Harris‘ Antwort: Die Demokraten werden nichts tun. Sie werden nichts unternehmen, um die Verfassung oder die demokratischen Rechte der amerikanischen Bevölkerung zu verteidigen.

Als Moderatorin Page zunächst erklärte, dass sich ihre letzte Frage auf die Wahl selbst beziehen werde, versuchte Harris, Zeit zu schinden. Sie bestand darauf, dass sie für ihre Antwort zusätzlich Zeit bekomme, um ihre Opposition gegen Polizeigewalt zu bekunden – und das, obwohl sie in ihrer Zeit als kalifornische Generalstaatsanwältin eine aggressive Law-and-Order-Kampagne verfolgte.

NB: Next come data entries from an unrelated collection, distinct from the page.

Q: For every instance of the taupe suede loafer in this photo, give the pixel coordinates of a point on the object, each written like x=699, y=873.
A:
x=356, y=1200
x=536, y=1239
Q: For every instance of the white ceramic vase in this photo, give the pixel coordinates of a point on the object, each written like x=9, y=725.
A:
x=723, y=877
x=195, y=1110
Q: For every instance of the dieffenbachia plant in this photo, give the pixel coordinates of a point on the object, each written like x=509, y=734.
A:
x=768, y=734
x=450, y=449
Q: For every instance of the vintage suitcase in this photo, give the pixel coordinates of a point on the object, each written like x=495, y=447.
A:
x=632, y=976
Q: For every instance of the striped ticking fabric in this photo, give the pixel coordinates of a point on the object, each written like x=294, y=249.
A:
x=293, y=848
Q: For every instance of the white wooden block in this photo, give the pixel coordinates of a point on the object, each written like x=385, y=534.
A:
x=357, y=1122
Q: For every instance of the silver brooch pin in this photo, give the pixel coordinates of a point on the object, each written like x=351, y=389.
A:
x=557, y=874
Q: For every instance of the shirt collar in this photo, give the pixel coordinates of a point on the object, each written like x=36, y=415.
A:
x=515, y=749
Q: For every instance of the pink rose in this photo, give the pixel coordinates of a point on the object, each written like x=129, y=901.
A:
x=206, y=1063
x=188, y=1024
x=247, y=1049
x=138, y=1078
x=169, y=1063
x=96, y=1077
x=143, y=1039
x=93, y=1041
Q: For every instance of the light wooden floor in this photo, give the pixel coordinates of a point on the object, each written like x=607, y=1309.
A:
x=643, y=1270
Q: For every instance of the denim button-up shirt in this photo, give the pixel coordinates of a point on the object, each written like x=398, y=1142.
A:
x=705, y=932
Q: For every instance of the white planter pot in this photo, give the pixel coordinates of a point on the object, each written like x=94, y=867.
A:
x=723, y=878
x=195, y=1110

Als sie schließlich gezwungen war, die Frage zur Wahl zu beantworten, begann sie damit, die „Koalition“ zu beschreiben, die sich hinter der Wahlkampagne der Demokraten aufgereiht hat. Sie nannte jene große Zahl an Republikanern die das Kandidatenduo Biden/Harris unterstützen, darunter „sieben Mitglieder des Kabinetts von Präsident George W. Bush“ und „über 500 Generäle“, so Harris.

Dann appellierte sie: „Hier ist, was ich allen sagen möchte: Geht wählen. Bitte geht wählen.“

Doch angesichts der von Trump öffentlich angekündigten Pläne, das Ergebnis der Wahl – wahrscheinlich eine schwere Wahlniederlage für ihn – nicht zu respektieren, ist die eigentliche Frage, was unternommen wird, um das Abstimmungsergebnis durchzusetzen. Dazu schwieg Harris.

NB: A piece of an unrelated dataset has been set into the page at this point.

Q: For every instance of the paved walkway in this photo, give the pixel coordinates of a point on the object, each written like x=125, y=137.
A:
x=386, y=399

Sie fuhr fort: „Wir werden nicht zulassen, dass irgendjemand unsere Demokratie untergräbt – was Donald Trump getan hat, was er auch letzte Woche bei der TV-Debatte getan hat, als er erneut vor 70 Millionen Menschen einen offenen Versuch unternahm, die Abstimmung zu unterdrücken“. Daraufhin schloss sie in beinahe klagendem Ton mit „Bitte geht wählen“.

Sie hätte es nicht deutlicher machen können. Auf die Frage, was die Demokraten tun würden, wenn Trump sich weigert, das Ergebnis der Wahl zu akzeptieren, erklärte Harris, dass Biden von Republikanern und Generälen unterstützt wird. Die Entscheidung, ob Trump oder Biden ins Weiße Haus einziehen, obliegt also nicht der amerikanischen Bevölkerung, sondern rechten Politikern und dem Militär.

Was hätte eine wirklich demokratische Antwort auf diese Frage ausgesehen? Sie ist nicht schwer zu formulieren. Harris hätte lediglich die Bedeutung der Frage erklären müssen, die Page gestellt hat: „Sie fragen also, was wir tun werden, wenn Trump einen Aufstand anzettelt und die Verfassung der Vereinigten Staaten missachtet? In der amerikanischen Geschichte ist das bisher nur einmal passiert, nämlich 1860, als elf Südstaaten sich weigerten, die Wahl Abraham Lincolns anzuerkennen. Unsere Antwort wird die Antwort Lincolns sein: Wir werden die Verfassung ohne Wenn und Aber verteidigen. Wir werden nicht mit ihm verhandeln und wir werden alle notwendigen Mittel einsetzen, um einen Aufstand zu unterdrücken, der darauf abzielt, sich über die Stimme der Bevölkerung hinwegzusetzen.“

Harris hat dies nicht gesagt, weil die Demokratische Partei nicht in der Lage ist, einen solchen Standpunkt einzunehmen. Die Demokratie und die Verfassung wird sie nicht gegen Trump verteidigen, weil sie eine Partei der Wall Street, des Militärs und der Geheimdienste ist. Ihre größte Angst ist nicht die Trump-Diktatur, sondern dass eine unkontrollierbare politische Krise in den USA eine soziale Explosion auslösen und den Weg für revolutionäre Kämpfe der Arbeiterklasse, die das kapitalistische System bedrohen würden, bereiten könnte.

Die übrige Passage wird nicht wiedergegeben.